Poi sono arrivati i viaggi con gli amici, le vacanze in Puglia, i giri a Firenze in campeggio libero, le notti in sacco a pelo davanti alla stazione di Venezia, con i vigili che ci venivano a svegliare all'alba perché la tolleranza finiva con i primi treni del mattino. Mi ricordo le notti a parlare con ragazzi di ogni parte del mondo, le chitarre, le sigarette, i baci scambiati. Fa tanto folklore, lo so. Ma lo ricordo con nostalgia.
E poi i lunghi periodi di studio all'estero. Di nuovo gli studentati multilingue e multietnici e ci si sentiva padroni di un mondo che non aveva confini.

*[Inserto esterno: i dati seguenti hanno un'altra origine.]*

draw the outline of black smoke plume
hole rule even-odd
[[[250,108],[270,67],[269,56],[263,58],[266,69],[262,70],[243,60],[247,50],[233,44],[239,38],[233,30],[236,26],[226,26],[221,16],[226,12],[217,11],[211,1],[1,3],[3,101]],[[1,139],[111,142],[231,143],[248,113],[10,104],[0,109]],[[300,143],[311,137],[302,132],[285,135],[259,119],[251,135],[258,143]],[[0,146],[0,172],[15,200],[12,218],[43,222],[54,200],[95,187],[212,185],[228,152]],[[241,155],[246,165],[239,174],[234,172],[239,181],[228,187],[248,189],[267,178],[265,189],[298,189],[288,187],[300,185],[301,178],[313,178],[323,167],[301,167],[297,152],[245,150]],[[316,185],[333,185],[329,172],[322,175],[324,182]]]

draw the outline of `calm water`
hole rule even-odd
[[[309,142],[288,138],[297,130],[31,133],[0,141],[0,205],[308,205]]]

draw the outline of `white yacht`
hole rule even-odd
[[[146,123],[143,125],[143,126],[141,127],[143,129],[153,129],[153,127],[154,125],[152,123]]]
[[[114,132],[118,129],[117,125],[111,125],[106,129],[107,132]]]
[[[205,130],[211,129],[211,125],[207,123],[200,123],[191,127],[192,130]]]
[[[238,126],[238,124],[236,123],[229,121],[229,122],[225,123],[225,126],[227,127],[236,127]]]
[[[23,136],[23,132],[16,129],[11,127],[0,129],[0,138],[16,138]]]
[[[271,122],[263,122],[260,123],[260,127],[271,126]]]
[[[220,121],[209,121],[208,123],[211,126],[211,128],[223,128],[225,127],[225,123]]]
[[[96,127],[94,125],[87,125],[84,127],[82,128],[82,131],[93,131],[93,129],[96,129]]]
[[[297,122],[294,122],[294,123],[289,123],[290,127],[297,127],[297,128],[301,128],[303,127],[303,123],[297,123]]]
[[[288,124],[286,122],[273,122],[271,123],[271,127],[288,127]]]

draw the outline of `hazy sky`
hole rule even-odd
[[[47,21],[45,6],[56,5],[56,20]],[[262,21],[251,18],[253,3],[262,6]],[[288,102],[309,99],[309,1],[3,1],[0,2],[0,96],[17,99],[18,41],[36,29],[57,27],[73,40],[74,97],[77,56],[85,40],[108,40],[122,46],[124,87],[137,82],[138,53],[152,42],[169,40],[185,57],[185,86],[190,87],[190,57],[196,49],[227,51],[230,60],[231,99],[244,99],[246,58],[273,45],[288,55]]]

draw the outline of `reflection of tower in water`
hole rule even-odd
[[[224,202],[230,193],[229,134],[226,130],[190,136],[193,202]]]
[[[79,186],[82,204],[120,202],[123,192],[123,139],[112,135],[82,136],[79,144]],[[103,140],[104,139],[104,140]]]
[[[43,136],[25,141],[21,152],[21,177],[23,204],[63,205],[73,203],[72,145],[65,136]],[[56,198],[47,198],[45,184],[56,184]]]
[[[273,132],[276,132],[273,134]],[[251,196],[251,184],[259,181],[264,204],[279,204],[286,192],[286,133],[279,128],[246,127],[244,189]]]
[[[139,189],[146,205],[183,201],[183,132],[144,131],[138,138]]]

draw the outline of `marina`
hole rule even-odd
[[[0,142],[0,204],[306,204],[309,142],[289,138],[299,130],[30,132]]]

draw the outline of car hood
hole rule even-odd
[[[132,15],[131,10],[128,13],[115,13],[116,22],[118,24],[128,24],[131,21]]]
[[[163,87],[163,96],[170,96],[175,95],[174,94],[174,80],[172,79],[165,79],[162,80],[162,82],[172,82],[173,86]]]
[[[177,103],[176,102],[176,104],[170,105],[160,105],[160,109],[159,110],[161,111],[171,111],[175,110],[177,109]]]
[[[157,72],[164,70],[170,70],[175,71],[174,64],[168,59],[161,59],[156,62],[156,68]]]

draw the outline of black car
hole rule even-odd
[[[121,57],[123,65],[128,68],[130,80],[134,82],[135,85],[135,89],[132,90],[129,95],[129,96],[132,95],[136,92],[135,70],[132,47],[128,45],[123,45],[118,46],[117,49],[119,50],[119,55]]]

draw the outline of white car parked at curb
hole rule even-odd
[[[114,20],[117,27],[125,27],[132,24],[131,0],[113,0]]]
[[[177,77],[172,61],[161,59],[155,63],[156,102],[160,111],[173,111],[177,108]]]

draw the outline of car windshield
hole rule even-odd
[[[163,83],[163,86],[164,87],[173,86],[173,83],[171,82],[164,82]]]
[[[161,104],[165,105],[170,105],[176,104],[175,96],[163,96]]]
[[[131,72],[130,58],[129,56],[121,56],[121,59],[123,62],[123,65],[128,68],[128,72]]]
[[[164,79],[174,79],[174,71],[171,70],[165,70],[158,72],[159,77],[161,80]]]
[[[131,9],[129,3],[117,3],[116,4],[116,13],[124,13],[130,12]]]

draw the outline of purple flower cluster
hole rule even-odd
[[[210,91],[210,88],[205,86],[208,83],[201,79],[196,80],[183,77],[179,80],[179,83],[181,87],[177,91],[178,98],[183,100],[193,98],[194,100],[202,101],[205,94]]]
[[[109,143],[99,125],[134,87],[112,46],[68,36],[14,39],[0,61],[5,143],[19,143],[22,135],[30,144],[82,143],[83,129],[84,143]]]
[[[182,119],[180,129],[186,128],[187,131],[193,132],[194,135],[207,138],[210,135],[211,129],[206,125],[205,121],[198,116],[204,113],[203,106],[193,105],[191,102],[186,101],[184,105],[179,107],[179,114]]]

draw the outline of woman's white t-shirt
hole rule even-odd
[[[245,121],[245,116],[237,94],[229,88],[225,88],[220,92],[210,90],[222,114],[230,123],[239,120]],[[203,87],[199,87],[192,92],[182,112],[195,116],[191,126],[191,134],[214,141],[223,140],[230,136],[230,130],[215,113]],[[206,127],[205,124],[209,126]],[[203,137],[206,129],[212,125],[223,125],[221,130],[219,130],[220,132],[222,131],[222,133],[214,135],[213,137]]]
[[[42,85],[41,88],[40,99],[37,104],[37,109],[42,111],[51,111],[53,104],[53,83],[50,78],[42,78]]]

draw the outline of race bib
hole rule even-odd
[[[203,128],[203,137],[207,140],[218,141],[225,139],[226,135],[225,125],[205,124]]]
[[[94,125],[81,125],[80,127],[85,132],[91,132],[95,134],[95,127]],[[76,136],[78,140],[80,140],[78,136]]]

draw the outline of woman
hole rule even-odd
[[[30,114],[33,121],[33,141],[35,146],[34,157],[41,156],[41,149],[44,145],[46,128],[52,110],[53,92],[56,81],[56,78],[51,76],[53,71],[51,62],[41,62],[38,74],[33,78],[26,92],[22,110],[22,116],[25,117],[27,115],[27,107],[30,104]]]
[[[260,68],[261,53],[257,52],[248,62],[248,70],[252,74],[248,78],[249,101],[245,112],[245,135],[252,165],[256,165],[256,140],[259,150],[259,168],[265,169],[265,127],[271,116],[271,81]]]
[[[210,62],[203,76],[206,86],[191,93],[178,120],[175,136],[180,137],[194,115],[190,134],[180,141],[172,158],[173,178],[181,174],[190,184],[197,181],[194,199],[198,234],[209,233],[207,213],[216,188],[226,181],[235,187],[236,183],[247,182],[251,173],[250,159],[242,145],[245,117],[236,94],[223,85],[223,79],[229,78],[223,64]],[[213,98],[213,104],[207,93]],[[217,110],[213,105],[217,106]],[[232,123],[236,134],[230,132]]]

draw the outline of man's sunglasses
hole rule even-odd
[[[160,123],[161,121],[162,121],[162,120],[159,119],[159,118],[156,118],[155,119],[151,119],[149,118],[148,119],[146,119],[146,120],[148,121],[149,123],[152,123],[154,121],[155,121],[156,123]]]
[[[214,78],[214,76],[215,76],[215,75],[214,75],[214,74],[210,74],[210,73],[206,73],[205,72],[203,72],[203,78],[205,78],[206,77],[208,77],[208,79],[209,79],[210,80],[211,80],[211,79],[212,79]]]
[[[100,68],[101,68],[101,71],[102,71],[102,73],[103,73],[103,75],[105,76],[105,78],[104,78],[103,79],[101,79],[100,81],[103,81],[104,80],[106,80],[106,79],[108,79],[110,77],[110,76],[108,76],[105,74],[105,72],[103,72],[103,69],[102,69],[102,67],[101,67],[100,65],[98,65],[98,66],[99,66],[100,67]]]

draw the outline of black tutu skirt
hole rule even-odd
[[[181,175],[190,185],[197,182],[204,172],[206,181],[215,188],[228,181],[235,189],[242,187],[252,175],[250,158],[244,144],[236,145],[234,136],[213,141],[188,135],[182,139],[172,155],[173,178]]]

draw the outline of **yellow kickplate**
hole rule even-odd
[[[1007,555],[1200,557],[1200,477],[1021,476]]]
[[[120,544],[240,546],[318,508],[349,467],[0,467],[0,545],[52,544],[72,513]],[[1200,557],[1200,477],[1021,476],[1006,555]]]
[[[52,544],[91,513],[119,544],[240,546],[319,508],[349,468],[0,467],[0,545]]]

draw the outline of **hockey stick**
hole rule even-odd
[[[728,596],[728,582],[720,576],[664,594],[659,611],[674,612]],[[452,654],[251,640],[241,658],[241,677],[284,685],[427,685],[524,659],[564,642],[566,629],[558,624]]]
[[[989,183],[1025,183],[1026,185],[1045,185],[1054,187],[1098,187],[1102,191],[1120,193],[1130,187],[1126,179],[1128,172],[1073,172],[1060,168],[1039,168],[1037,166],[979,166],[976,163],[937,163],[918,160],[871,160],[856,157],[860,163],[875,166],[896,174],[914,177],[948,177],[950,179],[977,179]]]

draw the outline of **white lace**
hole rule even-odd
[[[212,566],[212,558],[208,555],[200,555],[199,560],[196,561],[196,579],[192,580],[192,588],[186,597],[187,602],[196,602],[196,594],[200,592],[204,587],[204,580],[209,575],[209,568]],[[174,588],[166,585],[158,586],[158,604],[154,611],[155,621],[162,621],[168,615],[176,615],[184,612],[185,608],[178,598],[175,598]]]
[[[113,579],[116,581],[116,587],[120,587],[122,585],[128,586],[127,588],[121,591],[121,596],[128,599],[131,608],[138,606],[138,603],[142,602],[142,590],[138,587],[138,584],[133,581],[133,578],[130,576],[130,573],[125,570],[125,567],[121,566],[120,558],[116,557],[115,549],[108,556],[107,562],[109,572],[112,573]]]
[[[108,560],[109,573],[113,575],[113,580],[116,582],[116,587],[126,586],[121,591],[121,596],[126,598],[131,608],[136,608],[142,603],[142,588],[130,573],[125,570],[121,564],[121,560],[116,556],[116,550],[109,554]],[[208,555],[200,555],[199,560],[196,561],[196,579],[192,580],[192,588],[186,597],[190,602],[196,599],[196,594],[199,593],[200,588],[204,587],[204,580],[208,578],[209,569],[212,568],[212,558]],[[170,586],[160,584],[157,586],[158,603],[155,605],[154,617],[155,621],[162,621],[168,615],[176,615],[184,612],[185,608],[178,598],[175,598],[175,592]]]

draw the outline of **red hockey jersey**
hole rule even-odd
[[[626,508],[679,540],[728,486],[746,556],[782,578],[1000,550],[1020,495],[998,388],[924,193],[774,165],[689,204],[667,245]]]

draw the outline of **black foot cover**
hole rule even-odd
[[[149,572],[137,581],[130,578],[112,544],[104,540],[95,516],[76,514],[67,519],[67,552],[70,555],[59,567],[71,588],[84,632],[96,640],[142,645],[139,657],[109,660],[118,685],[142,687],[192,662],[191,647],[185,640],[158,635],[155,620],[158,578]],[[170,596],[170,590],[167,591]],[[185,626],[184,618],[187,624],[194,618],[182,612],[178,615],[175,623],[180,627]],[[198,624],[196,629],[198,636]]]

I primi viaggi in coppia, con quel gusto di potersi permettere qualcosa di più, ora che i primi lavori portavano in tasca qualcosa, i viaggi in moto in Marocco, la Turchia girata in lungo e in largo.
E poi sono arrivate loro, le tre mostre.
E non ci siamo fermati.
Le abbiamo abituate fin da piccole a girare con noi e con i nostri amici per tutta l'Europa, a guardare oltre gli orizzonti di casa. E vorremmo che il mondo fosse meno stretto per loro.
Infine ci sono i miei viaggi di lavoro.
Tanti e belli.
E un po' solo miei. Dove riacquisto una dimensione individuale o individualista. E mi coccolo un po'.
P.S. Questa estate: Irlanda.
P.S.2 La Grande Assente? Trieste. Nonostante Magris, mannaggiammè.